I recently found myself flush with cash, which was lucky because I was looking all over the place for myself in that condition. We decided to meet up with our friends Paul and Krista to see if the local casino could help alleviate the problem. We could get some dinner, bet on the horses, have a cocktail or two and a nice night out.
I admitted to Paul that I had a gambling problem. The problem is that I don’t know how to do it without losing money. So he tried to explain to me how to handicap the horses based on their previous performances. I looked around for the horse with the biggest nose, in case he had to win by one. With this brilliant strategy in mind I was already spending my winnings in my head. But let’s not put the horse before the cart, a lesson you could learn the hard way. After the race it was apparent that my horse was already extremely handicapped, so I must have done an excellent job for a beginner.

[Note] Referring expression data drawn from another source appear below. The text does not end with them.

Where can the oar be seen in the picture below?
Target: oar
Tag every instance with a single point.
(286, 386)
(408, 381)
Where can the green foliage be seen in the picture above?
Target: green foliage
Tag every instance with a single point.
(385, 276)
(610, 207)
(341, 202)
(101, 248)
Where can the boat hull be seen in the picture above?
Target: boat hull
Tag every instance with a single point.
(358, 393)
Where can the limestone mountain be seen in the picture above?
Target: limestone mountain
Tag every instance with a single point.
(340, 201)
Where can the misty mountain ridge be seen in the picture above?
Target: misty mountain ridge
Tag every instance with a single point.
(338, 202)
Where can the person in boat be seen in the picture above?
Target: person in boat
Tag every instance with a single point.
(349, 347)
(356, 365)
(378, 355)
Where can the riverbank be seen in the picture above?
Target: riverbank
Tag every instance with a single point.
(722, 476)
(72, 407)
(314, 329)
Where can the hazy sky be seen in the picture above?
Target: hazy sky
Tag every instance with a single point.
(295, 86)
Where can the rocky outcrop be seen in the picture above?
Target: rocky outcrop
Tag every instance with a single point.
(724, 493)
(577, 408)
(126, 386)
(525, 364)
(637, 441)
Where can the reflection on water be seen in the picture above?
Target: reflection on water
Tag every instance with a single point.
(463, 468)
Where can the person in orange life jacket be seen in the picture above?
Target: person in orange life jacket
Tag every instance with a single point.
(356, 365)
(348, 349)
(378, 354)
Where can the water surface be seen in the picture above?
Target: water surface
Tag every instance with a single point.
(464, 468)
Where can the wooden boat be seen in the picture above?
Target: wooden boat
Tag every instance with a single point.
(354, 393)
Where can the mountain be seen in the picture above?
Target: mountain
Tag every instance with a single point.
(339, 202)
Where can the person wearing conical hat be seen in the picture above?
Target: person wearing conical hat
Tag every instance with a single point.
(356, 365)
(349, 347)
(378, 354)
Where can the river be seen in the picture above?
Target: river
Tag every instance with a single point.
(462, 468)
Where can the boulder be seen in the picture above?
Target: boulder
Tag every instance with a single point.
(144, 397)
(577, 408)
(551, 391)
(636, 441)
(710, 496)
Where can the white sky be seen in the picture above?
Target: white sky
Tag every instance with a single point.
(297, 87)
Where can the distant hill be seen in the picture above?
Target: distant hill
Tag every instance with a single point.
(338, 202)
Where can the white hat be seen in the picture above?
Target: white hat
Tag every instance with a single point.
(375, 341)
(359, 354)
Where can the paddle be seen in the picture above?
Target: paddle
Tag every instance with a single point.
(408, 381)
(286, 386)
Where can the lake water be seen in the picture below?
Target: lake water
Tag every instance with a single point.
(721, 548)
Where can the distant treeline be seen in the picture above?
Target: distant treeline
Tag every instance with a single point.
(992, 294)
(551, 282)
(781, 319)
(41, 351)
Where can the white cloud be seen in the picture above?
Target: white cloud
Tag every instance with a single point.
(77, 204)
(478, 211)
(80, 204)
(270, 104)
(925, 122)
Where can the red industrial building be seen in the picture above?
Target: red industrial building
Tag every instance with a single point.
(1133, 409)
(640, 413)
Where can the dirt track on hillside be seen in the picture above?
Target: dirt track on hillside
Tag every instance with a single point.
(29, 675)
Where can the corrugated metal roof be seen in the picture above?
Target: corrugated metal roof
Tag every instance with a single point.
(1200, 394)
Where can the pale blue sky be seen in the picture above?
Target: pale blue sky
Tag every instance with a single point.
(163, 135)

I blame the guy in the cart for slowing down my horse. Why is he there in the first place, instead of in his own car? If I was a horse I would maintain with absolute certainty that I could run a hell of a lot faster if nobody was behind me whacking me with a whip, where I had to turn around every five seconds and yell, “HEY, CUT THE CRAP!” It reminds me of those rowing competitions where they have 10 beefy dudes in a canoe and a little weenie in the back who yells, “ROW!” It should be pretty much self-explanatory, if you’re sitting in a boat holding an oar. In the next race I wanted to bet a certain horse, but it was a scratch. The same thing happened three times in a row, and I figured there must be some poison ivy going around.